The final interim rule establishing the IDR process differed from that standard in that it specified that “the IDR entity must begin with the presumption that the QPA is the appropriate off-grid rate” and “must select the offer closest to the QPA unless the IDR certified entity determines that credible information submitted by either party clearly demonstrates that the QPA differs materially from the appropriate offline rate.5 The Texas Medical Association and several other supplier organizations have filed litigation contesting this aspect of the interim final rules. On February 23, 2022, the first judge to rule on these cases found this aspect of the rules (1) to conflict with the terms of the NSA and (2) to be improperly promulgated under the Administrative Procedure Act. The district court overturned provisions requiring IDR entities to select the offer closest to the QPA unless credible information was presented clearly demonstrating that the QPA differs materially from the appropriate rate.6 On February 28, HHS and the Department of Labor said they would withdraw guidance documents that are based on or relate to invalidated parts of the rules, republish the guidance documents, and provide training to IDR bodies on the revised guide.7 However, the government has challenged the district court’s decision in the United States Court of Appeals, Fifth Circuit, and also said it intends to issue a final rule on the IDR trial shortly.

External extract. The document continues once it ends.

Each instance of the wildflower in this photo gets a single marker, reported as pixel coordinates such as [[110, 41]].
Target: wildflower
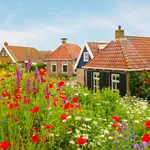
[[116, 118], [48, 126], [64, 116], [136, 146], [15, 119], [4, 145], [35, 110], [146, 138], [35, 138], [81, 141], [147, 124]]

So, despite all the diligence required to abide by these rules, they may be in the process of changing again.


1 Among other client engagements on the NSA, I have written NSA medical guides for the American Medical Association, which, in part, address similar topics such as this article: American Medical Association Toolkit for Physicians: Preparing for Implementation of the No Surprises Act (2022) and American Medical Association Toolkit for Physicians: Disputing Out-of-Network Payments Using the No Surprises Act Independent Dispute Resolution Process (2022).

2 45 CFR § 149.610 (a) (2) (ii), (iii).

3 45 CFR § 149.620.

4 45 CFR § 149.420 (c), (d), (e). The standard form is available here: https://www.cms.gov/files/document/standard-notice-consent-forms-nonparticipating-providers-emergency-facilities-regarding-consumer.pdf.

5 Requirements relating to surprise billing; Part II, 86 Fed. Reg. 55980, 55984 (October 7, 2021).

6 Texas Med. Ass’n v. United States Department of Health and Human Services, No. 6: 21-cv-425 (ED Tex. 23 February 2022).

7 Centers for Medicare and Medicaid Services, Memorandum on Continuing Protections for Surprise Billing for Consumers (2022).